Singapore is one of the world’s least corrupt countries. In 2019, the country was ranked 4 out of 180 countries in the Transparency International Index of Corruption in the World (see full list here). Singapore shared fourth place with Switzerland and Sweden.
Freedom of expression and media
The PAP government reserves the right to control the media “for the good of the nation”. This is done through both legislation and state ownership. The political opposition is rarely quoted in the media.
The laws make it possible to stop the dissemination of information that is considered to threaten national security or public order. Criticism against the supreme rulers is particularly sensitive. Hard control leads to strong self-censorship.
Foreign newspapers are also monitored; Since the late 1980s, several well-known publications have been sentenced to pay damages or have their sales in the country temporarily withdrawn because of the content of the government.
Reporters Without Borders listed Singapore in 2020 as 158th of 180 countries in its index of freedom of the press in the world (see full list here). It was seven investments worse than a year earlier.

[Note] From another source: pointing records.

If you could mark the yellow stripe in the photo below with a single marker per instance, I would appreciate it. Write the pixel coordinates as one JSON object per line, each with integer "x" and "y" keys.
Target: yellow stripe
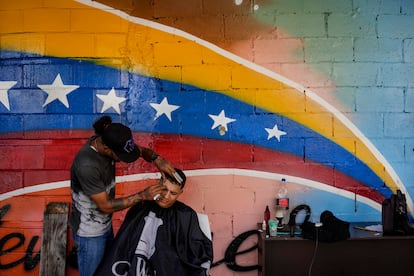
{"x": 69, "y": 29}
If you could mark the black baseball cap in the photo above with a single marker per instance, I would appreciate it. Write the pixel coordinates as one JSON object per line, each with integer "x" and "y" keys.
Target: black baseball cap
{"x": 118, "y": 138}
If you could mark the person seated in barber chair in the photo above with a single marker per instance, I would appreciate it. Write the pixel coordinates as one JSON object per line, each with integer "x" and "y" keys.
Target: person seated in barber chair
{"x": 160, "y": 237}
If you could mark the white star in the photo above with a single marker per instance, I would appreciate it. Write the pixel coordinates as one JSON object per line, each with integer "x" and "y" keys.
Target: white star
{"x": 274, "y": 132}
{"x": 57, "y": 91}
{"x": 111, "y": 100}
{"x": 221, "y": 120}
{"x": 164, "y": 108}
{"x": 4, "y": 96}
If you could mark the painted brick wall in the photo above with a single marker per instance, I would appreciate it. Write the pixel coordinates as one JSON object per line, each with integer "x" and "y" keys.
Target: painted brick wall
{"x": 317, "y": 70}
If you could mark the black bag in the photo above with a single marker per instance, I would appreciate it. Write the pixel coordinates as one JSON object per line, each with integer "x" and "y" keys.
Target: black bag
{"x": 395, "y": 217}
{"x": 331, "y": 230}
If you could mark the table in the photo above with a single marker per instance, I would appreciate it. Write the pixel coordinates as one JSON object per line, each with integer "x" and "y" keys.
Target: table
{"x": 365, "y": 254}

The government is investing in giving Singaporeans good access to the Internet, while the media laws are also applied here to prevent the user from coming into contact with material that the authorities consider to be politically unacceptable or incomplete for other reasons. During the 2010s, many bloggers who criticized the government were forced to remove posts and pay fines. Websites / blogs with more than 50,000 visitors per month must apply for and pay for a license to publish content on the Internet.
The authorities are legally empowered to block all electronic communications in the event of a terrorist attack. The police are also entitled to stop people who are in the vicinity of a “serious incident” from taking pictures, recording video or communicating about the police’s actions via text or sound. The restrictions on media freedom can be made in a limited area and for a limited period of time and apply to direct reporting.

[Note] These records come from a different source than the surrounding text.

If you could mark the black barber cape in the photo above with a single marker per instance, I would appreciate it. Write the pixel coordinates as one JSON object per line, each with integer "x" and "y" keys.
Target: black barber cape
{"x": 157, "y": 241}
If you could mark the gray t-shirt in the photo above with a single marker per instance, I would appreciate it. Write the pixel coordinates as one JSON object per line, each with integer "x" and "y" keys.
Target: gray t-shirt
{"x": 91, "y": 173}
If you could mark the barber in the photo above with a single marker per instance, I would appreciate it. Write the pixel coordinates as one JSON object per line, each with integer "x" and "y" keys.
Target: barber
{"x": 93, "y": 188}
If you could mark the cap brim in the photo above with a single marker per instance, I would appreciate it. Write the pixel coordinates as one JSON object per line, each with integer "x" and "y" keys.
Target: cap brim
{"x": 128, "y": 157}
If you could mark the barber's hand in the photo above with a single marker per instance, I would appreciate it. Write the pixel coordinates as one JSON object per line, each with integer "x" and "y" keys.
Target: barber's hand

Judicial system and legal security
According to the Constitution, the judicial system should be independent of state power, but the independence of the judiciary has been questioned. The courts are subject to political influence and criticism exists for lack of impartiality in cases of political linkage.

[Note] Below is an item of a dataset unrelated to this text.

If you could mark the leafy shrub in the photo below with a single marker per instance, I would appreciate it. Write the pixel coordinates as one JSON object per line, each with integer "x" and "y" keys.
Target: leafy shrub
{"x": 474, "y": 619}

Repeatedly, people in the government have sued opposition leaders for slander or for holding speeches without permission. Critics claim that in some cases the courts have gone to the government’s cases in court cases where the sentenced damages have been so high that the convicted person risked personal bankruptcy, which means he / she loses his place in parliament. Defamation cases against opposition leaders, as well as against foreign media and human rights activists, have drawn criticism from, among others, Amnesty International.
In Singapore, high penalties are generally imposed for crimes. The country still has the punitive sentence and, in principle, mandatory death penalty for drug trafficking, murder, treason and crimes against the gun laws. In January 2013, however, a law change was introduced that allows people sentenced to death for murder and drug crimes to have their sentences converted to life imprisonment. The opportunity applies to people with mental disabilities as well as drug couriers who work with the authorities.
The home opinion against the death penalty is weak. The stronger the foreign protests are, especially when foreigners have been hanged for smuggling small amounts of drugs.
With the support of the Internal Security Act (ISA), the police can detain suspected criminals for years without judicial review. A number of suspected militant Islamists have been imprisoned according to ISA, without being prosecuted or brought to justice. A number of members of the banned Christian community of Jehovah’s Witnesses have been jailed for refusing to do military service.